Our style changes with our conception of the hotel and what we want to achieve with that hotel but our design philosophy is constant. First of all, we aim for the hotel to make sense in its location and/or climate. Secondly, we want it to be an original. Its design won’t be the same as any other hotel, they are all genuine boutique hotels. Thirdly, it must both look great and also live well, and that’s easier said than done. Lastly, we opt for quality and things that will last; we are not a fan of the throw-out culture that sometimes exists these days.
- How important do you think technology is to the guest experience?
Exactly how much depends on the hotel, but basically, it’s very important. Wi-Fi especially; it’s like air to many of our customers. But any technology has to be intuitive; I’m not a believer of technology for technology’s sake. At Larmont Sydney we wanted people to BYO their own technology or subscriptions and live effortlessly. So we went out and purchased the fastest Wi-Fi in Sydney hotels and in every room installed a 55” Samsung Smart TV, Apple TVs and Bose Sound Touch, as well as movies on demand to name a few things. Just like at home. You can listen to your favourite music and watch Netflix or movies without any hassle at all. Just connect or log in. Couldn’t be simpler and our guests love it.
- How have you seen the travel industry change? What do you do to stay ahead of these changes?

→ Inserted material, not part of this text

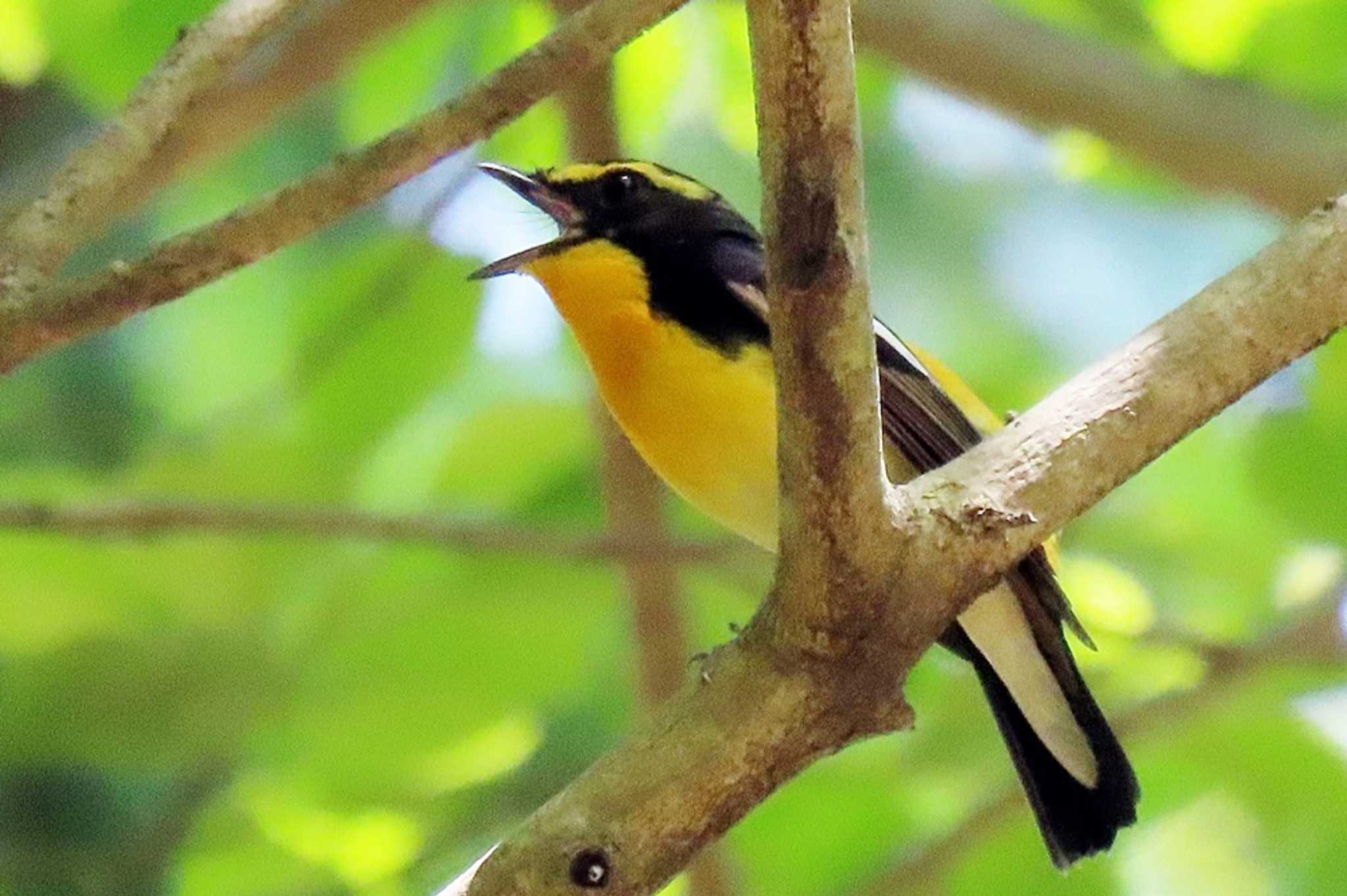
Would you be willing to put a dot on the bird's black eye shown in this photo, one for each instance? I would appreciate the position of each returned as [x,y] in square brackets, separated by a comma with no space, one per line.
[619,187]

Unquestionably it has changed, mainly in design expectations, distribution, technology and definitions of modern luxury. I try to stay ahead by asking the experts in the areas of change what they think is changing, listening to our customers, reading the industry rags and by being a customer myself. It helps that we have a cadre of people who are “typical” customers that intuitively get what our customer base wants.
- How has travel influenced the way you see the world?

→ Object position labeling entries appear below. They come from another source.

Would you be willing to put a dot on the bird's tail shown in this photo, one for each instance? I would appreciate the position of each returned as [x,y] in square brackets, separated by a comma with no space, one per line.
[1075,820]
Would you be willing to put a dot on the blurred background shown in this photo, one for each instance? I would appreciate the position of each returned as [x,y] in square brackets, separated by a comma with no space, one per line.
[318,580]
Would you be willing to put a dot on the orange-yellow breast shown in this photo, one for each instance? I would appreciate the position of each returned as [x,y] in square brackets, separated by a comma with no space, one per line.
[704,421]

Massively. One of my life’s passions is travel. But not superficial “tick the box” travel. Rather wandering the streets, eating at cafes and drinking in bars – taking the pulse of a place. Ideally with a friend who lives there. The more you travel and get out of the tourist bubble, [the more] you realise that human beings have more that unites them than separates them, regardless of their religion, race or politics. You realise that more people are generous than unkind. You learn that, if you are willing to try, you can get along with people you ostensibly have very little in common with. As an Australian you often get reminded that you were dealt a great hand in life and are automatically highly likely to be one of the world’s 1% (and higher). Its concurrently grounding, enriching and loads of fun.

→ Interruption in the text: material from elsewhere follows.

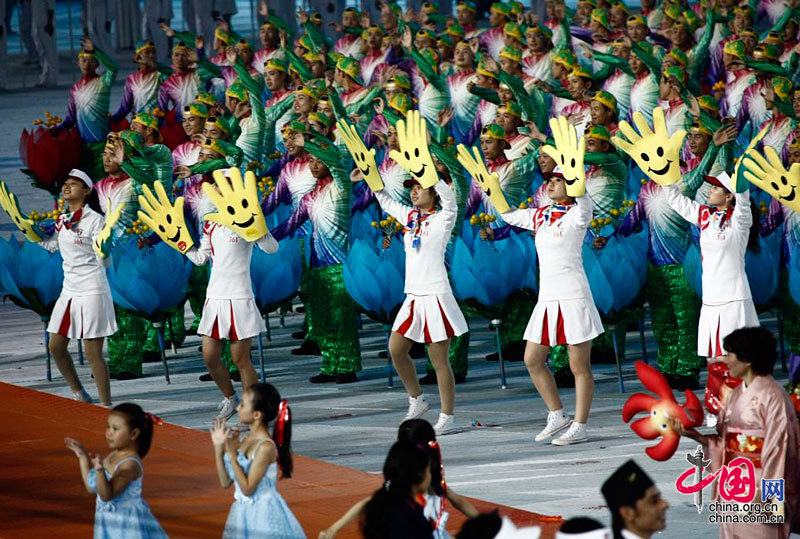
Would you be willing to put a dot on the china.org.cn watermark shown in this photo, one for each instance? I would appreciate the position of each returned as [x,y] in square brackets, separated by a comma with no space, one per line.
[737,488]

- What does luxury mean to you?
A lot of different things, but most of them are based around finding your happy moment in that exact moment of time. The ability to be the exact person you want to be, in the exact place you want to be, doing exactly what you want to be doing. I think luxury used to be about products and things, and in the last decade has now added experiences to that list. I think what’s next is connection to things that make you happy. After all, luxury is all about allowing people to be happy; otherwise it’s just accumulated possessions. Products and experiences help your be happy, but for anyone lucky enough to have enough of them, they will know it is not enough. I think luxury helps take you to that next space and it usually involves connection to people and spaces.
- What’s the best coffee experience you’ve ever had?
OK, this is a horrifying statement, but I am a heathen that doesn’t drink coffee so I don’t have a decent answer to that I’m sorry.